Nesse período, coexistiram duas linhas de atuação paralelas num mesmo campo – a da pedra e cal, continuidade do antigo Sphan, e a da referência, oriunda do Centro Nacional de Referência Cultural (CNRC), criado em 1975 – que não conseguiram convir em um mínimo de definições comuns. A hegemonia do grupo de referência, na verdade, se limitou ao plano discursivo; na prática, foi através dos tombamentos efetuados pelo Sphan que continuou a ser construído o patrimônio histórico e artístico nacional (FONSECA, 2005, p. 24).

O que é preciso colocar em foco nessa discussão é a possibilidade de se transitar analiticamente com essa mesma categoria entre diversos mundos sociais e culturais, iluminando as diversas formas que ele pode assumir. É nesse sentido que pensar os patrimônios culturais como “gêneros do discurso”, isto é, como modalidades de expressão escrita ou oral que partem de um autor posicionado (individual ou coletivo), se dirigem e respondem a outros discursos, consoante ao posicionamento adotado por Gonçalves:

Isto significa dizer que estou tomando como pressuposto que os “patrimônios culturais” não são simplesmente uma coleção de objetos e estruturas materiais que existem por si mesmas, mas são, na verdade, discursivamente constituídos. Desse modo, os objetos que identificamos e preservamos como “patrimônio cultural” de uma nação ou de um grupo social qualquer não existem como tais senão a partir do momento em que assim os classificamos em nossos discursos (GONÇALVES, 2002, p. 111).
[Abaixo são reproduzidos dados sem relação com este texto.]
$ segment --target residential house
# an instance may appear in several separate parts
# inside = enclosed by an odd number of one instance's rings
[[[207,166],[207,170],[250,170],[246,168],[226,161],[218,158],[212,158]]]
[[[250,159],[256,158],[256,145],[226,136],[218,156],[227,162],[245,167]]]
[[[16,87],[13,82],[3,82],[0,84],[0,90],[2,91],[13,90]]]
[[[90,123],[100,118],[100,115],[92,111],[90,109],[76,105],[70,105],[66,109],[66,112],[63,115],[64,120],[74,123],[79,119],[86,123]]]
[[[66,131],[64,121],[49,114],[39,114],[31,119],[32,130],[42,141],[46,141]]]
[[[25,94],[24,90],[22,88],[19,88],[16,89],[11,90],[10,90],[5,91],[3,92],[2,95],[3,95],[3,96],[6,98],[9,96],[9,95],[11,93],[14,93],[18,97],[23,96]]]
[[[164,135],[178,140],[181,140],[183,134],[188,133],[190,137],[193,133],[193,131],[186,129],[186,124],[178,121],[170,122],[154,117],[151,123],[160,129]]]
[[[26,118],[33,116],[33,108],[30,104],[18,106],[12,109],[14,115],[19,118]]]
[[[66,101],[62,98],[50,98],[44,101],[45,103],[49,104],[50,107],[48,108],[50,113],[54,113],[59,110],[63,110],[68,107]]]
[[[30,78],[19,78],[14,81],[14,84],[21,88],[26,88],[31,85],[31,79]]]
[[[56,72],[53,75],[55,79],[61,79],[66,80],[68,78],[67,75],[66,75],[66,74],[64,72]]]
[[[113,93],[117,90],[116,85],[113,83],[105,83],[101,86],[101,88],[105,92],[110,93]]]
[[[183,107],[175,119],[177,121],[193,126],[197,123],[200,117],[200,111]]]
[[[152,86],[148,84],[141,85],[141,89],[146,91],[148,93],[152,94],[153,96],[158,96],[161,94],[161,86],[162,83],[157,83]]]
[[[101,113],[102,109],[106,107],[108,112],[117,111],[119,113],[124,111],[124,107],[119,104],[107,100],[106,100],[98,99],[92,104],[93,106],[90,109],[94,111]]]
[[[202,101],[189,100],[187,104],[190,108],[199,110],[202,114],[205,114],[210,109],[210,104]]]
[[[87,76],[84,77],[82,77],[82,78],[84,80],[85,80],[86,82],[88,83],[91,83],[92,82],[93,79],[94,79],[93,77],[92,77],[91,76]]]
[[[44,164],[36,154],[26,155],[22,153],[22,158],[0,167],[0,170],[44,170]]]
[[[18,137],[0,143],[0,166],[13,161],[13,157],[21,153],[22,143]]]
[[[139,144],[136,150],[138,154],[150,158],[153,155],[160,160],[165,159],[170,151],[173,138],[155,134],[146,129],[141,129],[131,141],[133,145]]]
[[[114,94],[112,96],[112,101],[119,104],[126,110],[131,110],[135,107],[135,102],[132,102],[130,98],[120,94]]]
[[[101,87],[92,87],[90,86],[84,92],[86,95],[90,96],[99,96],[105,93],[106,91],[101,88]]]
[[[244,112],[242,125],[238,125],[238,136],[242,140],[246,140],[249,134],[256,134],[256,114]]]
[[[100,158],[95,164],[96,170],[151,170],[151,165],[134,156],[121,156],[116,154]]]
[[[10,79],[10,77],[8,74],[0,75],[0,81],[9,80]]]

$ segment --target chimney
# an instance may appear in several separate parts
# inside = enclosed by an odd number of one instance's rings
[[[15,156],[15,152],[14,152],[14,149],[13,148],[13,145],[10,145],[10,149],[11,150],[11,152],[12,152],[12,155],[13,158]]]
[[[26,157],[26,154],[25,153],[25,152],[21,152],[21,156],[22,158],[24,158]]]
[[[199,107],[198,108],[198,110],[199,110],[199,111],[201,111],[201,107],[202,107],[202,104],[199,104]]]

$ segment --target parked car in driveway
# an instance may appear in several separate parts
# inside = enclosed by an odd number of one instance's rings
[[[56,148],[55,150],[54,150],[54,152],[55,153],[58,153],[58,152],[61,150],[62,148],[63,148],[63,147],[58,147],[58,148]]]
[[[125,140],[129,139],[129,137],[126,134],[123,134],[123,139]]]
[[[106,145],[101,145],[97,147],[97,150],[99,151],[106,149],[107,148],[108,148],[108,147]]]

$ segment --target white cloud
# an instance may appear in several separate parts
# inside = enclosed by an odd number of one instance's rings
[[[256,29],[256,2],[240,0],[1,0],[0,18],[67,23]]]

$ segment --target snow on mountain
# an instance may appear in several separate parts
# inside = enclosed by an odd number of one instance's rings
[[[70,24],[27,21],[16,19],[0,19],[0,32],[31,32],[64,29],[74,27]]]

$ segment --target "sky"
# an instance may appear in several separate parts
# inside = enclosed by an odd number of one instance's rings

Para Vanessa Gayego Bello Figueiredo (2014, p. 94) ocorreu, na seara dos debates sobre a preservação do patrimônio, um deslocamento da dimensão estético-histórica para a dimensão antropológico-cultural. Conforme vistos nos inúmeros documentos internacionais, publicados durante o século XX, houve uma inflexão no sentido semântico-conceitual das noções mais restritas e delimitadas de “monumento”, “monumento histórico”, “monumento natural” ou “patrimônio histórico e artístico”, para uma noção mais ampla no conceito de “patrimônio cultural”. Figueiredo (2014, p. 94) aponta ainda que “a ideia sobre algo direciona a ação, ao passo que esta retroalimenta a formulação dos conceitos numa interação permanente, mas sem permanências – transformadora, inclusiva, regeneradora”.